Николай Стариков - Процесс антисоветского троцкистского центра (23-30 января 1937 года)
И вот, граждане судьи, я кончаю это последнее слово следующим. Мы будем отвечать по всей строгости советского закона, считая, что ваш приговор, какой он будет, справедлив, но мы хотим встретить его, как сознательные люди. Мы знаем, что мы не имеем права говорить массе, – не учителя мы ей. Но тем элементам, которые с нами были связаны, мы хотим сказать три вещи.
Первая вещь: троцкистская организация стала центром всех контрреволюционных сил; правая организация, которая с ней связалась и была на пути слияния, является тем же самым центром всех контрреволюционных сил в стране. С этими террористическими организациями государственная власть справится. В этом мы не имеем, на основе собственного опыта, никакого сомнения.
Нo есть в стране полутроцкисты, четвертьтроцкисты, одна восьмаятроцкисты, люди, которые нам помогали, не зная о террористической организации, но симпатизируя нам, люди, которые из-за либерализма, из-за фронды партии, давали нам эту помощь. Этим людям мы говорим, – когда раковина оказывается в стальном молоте – это еще не так опасно; но когда раковина попала в винт пропеллера, может быть авария. Мы находимся в периоде величайшего напряжения, в предвоенном периоде.
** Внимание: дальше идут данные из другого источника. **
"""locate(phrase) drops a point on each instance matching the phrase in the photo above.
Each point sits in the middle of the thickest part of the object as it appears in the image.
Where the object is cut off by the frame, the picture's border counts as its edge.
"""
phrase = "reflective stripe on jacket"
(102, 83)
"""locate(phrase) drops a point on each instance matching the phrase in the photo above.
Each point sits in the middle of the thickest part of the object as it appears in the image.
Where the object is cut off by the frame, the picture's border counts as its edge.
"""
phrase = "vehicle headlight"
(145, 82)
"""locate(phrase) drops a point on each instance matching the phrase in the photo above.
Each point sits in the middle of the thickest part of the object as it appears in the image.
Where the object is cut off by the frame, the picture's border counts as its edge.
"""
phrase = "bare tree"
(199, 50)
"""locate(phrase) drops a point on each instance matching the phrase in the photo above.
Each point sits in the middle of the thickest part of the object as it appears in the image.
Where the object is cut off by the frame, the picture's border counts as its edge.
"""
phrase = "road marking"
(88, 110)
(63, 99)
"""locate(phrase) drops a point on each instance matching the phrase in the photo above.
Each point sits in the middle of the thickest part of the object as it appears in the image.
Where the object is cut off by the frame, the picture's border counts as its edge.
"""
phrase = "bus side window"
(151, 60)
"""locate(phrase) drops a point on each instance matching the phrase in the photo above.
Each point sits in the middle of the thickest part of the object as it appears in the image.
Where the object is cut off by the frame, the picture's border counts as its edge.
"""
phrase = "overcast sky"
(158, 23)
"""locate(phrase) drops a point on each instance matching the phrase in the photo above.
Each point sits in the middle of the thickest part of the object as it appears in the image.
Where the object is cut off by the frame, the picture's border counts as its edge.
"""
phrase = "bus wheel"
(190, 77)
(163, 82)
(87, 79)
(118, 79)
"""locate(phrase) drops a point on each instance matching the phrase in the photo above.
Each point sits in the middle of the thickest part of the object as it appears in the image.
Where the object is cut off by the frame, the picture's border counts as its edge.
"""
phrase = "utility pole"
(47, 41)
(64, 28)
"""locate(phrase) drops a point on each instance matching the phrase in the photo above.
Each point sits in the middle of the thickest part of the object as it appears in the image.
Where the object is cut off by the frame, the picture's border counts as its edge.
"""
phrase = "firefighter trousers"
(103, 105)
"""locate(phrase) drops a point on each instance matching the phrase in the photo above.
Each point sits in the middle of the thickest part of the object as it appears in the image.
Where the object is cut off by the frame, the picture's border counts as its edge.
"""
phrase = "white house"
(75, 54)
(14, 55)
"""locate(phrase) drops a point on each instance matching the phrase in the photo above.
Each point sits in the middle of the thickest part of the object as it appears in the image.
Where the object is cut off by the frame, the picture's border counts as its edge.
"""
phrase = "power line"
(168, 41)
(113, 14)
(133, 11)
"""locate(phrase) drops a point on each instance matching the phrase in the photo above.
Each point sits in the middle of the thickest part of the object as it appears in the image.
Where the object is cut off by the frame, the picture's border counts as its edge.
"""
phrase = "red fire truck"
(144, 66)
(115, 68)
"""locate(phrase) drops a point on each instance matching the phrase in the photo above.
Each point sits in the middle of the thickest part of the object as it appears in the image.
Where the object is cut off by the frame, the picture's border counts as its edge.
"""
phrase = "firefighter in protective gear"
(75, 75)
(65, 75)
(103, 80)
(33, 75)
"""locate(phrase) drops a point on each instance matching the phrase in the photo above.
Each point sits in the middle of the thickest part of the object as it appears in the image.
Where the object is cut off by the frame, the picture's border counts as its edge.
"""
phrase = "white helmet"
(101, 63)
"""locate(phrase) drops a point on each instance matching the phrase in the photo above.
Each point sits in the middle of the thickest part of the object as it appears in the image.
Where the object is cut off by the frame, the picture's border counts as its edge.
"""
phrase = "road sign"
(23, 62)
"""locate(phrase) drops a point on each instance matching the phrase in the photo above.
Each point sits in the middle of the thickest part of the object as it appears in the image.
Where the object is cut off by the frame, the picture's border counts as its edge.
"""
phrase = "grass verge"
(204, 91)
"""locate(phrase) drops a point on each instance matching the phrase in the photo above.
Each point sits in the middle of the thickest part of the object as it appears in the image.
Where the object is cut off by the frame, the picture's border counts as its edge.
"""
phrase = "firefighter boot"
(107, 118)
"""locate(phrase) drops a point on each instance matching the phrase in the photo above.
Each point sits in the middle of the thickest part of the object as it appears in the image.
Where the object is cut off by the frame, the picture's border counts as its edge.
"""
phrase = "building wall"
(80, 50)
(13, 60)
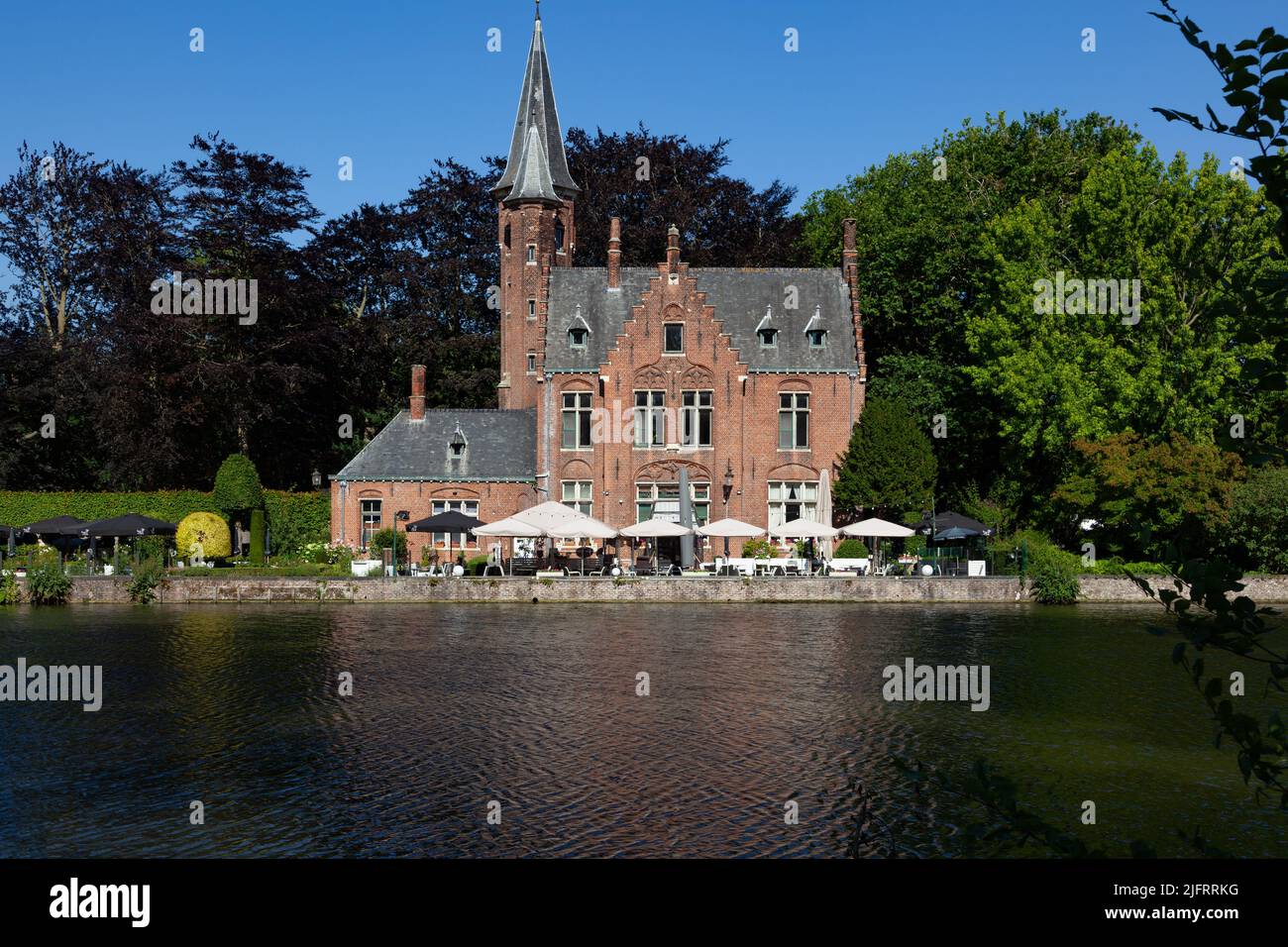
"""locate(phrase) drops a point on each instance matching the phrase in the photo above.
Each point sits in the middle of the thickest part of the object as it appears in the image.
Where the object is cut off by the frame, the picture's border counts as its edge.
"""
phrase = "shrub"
(257, 536)
(145, 581)
(237, 486)
(381, 541)
(205, 528)
(47, 583)
(11, 592)
(851, 549)
(1258, 519)
(294, 519)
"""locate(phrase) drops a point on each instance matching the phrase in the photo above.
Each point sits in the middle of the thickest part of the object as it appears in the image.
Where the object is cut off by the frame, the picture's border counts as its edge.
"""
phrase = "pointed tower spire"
(536, 146)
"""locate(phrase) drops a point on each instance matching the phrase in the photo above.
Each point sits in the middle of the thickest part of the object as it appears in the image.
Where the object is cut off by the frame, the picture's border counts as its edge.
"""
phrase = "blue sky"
(397, 84)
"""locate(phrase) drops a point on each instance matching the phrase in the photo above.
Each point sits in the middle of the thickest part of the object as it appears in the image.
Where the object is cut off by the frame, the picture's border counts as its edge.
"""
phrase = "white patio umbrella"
(655, 528)
(804, 530)
(729, 527)
(824, 512)
(510, 528)
(583, 526)
(876, 528)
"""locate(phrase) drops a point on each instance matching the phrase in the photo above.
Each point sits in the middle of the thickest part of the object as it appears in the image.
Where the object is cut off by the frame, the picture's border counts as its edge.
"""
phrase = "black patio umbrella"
(449, 522)
(128, 525)
(948, 521)
(52, 531)
(51, 527)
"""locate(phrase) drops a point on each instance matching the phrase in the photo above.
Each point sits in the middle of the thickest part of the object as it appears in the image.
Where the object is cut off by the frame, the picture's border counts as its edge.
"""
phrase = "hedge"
(294, 519)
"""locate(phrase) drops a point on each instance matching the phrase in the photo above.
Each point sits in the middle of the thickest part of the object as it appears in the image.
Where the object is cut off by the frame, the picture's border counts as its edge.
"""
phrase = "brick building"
(616, 379)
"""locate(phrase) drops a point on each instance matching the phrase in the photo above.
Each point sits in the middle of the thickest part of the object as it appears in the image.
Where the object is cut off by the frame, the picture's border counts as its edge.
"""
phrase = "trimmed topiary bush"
(206, 530)
(48, 583)
(850, 549)
(257, 538)
(237, 486)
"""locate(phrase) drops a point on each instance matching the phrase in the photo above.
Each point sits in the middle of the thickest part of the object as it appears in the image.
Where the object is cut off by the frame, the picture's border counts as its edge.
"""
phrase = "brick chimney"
(614, 254)
(849, 254)
(417, 392)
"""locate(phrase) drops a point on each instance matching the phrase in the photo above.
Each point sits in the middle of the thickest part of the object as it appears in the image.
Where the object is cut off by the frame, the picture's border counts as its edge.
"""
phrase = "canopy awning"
(510, 527)
(804, 530)
(730, 528)
(581, 526)
(128, 525)
(449, 521)
(656, 528)
(883, 528)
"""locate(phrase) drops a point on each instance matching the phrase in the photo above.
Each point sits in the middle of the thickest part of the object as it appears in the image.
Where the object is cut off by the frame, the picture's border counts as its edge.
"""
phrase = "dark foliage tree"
(889, 468)
(652, 182)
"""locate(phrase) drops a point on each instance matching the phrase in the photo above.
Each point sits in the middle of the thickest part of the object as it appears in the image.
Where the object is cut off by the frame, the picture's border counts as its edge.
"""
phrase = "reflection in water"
(454, 706)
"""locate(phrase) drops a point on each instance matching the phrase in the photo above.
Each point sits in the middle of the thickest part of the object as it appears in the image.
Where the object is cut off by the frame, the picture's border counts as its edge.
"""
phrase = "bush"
(237, 486)
(47, 583)
(296, 519)
(145, 581)
(9, 591)
(381, 540)
(257, 536)
(851, 549)
(209, 530)
(1258, 519)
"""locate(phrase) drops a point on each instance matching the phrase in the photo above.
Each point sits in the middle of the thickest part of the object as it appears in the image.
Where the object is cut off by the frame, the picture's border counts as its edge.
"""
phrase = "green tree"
(1164, 360)
(1258, 521)
(1151, 495)
(889, 466)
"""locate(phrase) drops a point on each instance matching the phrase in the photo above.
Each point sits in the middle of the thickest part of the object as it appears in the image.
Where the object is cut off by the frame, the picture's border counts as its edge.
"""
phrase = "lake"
(535, 707)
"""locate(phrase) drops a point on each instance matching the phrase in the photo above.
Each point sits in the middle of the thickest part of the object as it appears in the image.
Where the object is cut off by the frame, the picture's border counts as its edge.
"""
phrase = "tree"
(1158, 351)
(652, 182)
(889, 466)
(921, 221)
(1150, 495)
(1258, 519)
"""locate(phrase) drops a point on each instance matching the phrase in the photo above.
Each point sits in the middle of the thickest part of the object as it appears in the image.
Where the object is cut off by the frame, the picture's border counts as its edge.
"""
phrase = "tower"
(535, 227)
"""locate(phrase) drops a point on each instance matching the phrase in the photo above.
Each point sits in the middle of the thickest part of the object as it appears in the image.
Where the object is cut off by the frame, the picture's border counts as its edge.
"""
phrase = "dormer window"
(458, 445)
(814, 330)
(673, 338)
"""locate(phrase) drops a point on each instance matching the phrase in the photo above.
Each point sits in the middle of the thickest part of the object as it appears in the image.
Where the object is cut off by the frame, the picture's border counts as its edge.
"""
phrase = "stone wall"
(868, 589)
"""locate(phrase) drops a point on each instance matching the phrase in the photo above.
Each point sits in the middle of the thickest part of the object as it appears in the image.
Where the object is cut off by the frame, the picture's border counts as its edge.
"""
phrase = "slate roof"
(500, 446)
(536, 146)
(741, 299)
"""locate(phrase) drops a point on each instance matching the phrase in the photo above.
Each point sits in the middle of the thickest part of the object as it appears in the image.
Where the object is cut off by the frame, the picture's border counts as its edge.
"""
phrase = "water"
(535, 706)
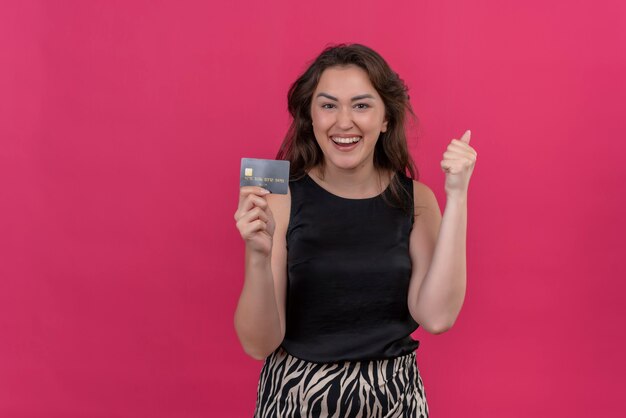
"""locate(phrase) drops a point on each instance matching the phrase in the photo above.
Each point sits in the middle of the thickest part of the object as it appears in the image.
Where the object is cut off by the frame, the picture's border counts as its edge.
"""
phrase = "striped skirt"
(290, 387)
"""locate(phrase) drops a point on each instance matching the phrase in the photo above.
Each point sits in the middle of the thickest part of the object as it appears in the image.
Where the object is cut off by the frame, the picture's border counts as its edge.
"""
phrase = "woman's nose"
(344, 118)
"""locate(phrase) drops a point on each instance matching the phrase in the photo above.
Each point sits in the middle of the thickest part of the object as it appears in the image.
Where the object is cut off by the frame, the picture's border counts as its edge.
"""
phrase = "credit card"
(272, 175)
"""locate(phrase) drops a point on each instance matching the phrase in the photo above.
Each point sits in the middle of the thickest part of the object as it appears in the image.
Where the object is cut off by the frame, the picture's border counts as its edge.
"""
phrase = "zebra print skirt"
(290, 387)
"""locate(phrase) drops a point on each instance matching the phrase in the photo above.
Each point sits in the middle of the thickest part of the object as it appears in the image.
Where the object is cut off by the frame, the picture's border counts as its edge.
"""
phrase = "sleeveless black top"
(349, 269)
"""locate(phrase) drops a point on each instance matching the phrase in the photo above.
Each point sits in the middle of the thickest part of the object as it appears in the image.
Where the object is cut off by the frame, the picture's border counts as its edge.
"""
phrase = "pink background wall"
(122, 124)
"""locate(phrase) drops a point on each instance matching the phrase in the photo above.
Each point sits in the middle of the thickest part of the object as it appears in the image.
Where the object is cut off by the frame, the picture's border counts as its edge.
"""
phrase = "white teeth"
(345, 140)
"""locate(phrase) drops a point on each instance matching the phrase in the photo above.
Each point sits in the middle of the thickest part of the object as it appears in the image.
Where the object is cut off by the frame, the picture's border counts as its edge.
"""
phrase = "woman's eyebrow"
(360, 96)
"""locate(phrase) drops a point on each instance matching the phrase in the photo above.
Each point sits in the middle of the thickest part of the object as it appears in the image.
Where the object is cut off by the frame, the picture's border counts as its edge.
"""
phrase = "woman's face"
(348, 116)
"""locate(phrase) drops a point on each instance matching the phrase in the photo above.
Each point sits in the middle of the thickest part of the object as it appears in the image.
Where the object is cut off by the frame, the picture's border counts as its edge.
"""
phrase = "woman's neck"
(366, 182)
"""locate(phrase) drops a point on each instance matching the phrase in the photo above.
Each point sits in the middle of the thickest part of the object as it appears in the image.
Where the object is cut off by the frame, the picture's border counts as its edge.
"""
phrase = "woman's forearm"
(442, 292)
(257, 321)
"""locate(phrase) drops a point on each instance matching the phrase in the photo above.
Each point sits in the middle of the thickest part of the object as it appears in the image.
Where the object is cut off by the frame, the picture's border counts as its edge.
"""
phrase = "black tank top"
(349, 269)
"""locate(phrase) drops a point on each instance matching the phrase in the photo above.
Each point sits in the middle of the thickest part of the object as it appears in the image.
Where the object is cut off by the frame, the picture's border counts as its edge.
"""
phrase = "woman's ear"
(384, 129)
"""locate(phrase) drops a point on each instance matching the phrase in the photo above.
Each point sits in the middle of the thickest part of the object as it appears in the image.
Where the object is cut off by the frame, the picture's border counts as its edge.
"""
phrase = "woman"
(341, 270)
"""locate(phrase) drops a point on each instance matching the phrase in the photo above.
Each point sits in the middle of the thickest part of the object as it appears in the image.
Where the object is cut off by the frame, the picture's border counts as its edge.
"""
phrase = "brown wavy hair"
(391, 152)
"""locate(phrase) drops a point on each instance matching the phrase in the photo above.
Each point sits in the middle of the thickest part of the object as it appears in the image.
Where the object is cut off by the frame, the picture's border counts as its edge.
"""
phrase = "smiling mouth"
(345, 141)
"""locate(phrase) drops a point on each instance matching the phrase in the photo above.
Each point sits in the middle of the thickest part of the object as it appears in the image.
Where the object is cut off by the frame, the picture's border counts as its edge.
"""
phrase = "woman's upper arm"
(427, 220)
(280, 205)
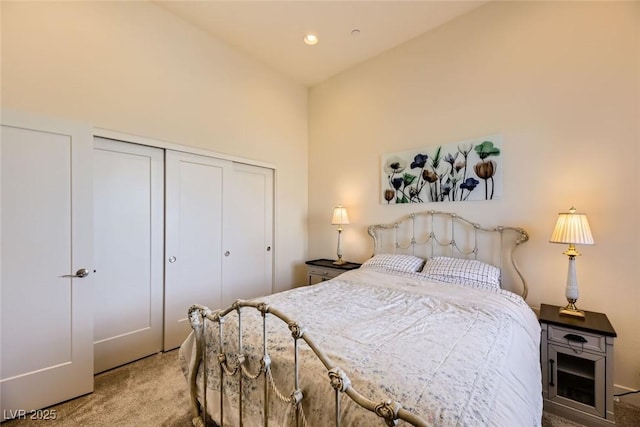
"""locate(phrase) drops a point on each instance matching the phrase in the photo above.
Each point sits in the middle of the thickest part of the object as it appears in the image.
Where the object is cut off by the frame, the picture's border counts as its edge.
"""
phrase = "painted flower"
(395, 165)
(469, 184)
(485, 170)
(397, 183)
(487, 149)
(419, 161)
(429, 176)
(408, 179)
(389, 195)
(465, 148)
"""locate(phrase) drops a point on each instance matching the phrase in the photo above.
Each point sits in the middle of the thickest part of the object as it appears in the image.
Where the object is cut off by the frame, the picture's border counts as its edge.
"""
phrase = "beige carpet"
(149, 392)
(153, 392)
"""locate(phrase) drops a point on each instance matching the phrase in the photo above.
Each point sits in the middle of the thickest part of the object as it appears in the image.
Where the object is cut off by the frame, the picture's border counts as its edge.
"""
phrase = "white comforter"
(454, 355)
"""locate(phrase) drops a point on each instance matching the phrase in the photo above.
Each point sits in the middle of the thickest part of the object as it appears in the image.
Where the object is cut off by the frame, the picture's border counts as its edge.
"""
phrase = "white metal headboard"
(433, 233)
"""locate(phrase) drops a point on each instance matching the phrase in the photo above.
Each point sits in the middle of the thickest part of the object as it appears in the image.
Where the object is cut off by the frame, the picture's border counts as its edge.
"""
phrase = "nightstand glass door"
(576, 378)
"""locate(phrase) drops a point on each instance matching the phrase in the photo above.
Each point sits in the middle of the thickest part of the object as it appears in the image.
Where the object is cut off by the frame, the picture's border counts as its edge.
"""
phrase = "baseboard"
(632, 399)
(575, 415)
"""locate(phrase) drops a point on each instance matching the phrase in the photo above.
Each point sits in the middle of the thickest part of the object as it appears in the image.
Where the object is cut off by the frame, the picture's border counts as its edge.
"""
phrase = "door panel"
(128, 251)
(195, 197)
(248, 270)
(46, 232)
Всем этим элементам перед лицом суда и перед фактом расплаты мы говорим: кто имеет малейшую трещину по отношению к партии, пусть знает, что завтра он может быть диверсантом, он может быть предателем, если эта трещина не будет старательно заделана откровенностью до конца перед партией.
Второе: мы должны сказать троцкистским элементам во Франции, Испании, в других странах, а такие есть, – опыт русской революции сказал, что троцкизм есть вредитель рабочего движения.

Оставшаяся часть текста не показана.